R110-2) La langue que je parle
            (D’après : « Je suis angolaise, congolaise, portugaise, et française ». Langage, terre, variations)

LA LANGUE

La langue que je parle est fonction de la terre que je foule. Mais cette terre est changeante, et comme c’est bien plus souvent sur une houle capricieuse que je pose le pied que sur un sol bien ferme, mon parler sans cesse varie au même rythme, passant du guttural au suave, de l’étouffé et rauque au délicatement brumeux, d’un vocable hérissé d’anguleuses consonnes à un chuintant babil, si léger qu’il en paraît presque informe, sinon absurde. 

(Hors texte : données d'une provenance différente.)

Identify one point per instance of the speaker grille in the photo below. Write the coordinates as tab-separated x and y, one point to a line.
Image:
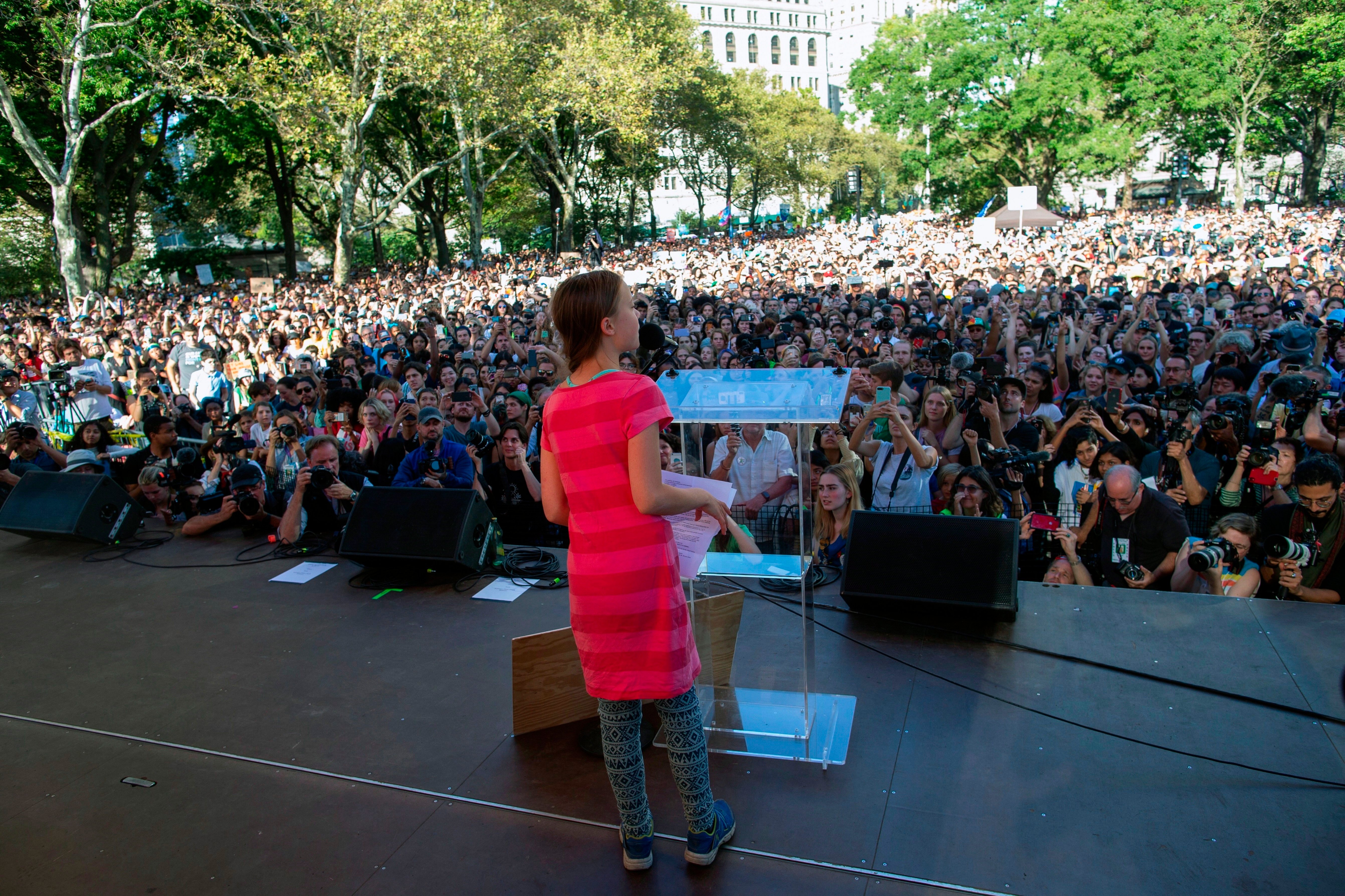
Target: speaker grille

Pourtant il ne fait aucun doute que ce langage hétéroclite, pour ne pas dire charivarique, est bien le mien, et qu’il confirme, à mesure que j’en révèle les pans si disparates, ma place dans ce monde. Loin de déplorer l’instabilité du sol qui me porte, j’en accueille donc avec joie les plus infimes variations, sachant que celles-ci nourriront la bigarrure de mon langage — dont je sens bien qu’il n’atteindra sa plénitude que lorsque plus rien en lui ne sera figé, et que chacune de ses plus fugitives consonnes, de ses plus aériennes voyelles, sera le reflet d’un chemin que j’aurai parcouru, d’un carré d’herbe que j’aurai traversé, d’un caillou que par jeu, et comme sans y penser, j’aurai envoyé balader au loin ; quand, d’une certaine façon toute cette terre mouvante aura pour nid ma bouche, que chaque laryngale perpétuera un ancien éboulis, et que chaque lénition redonnera vie à une passe brumeuse, à peine réelle et depuis longtemps évanouie, par laquelle je serai passé comme dans un rêve.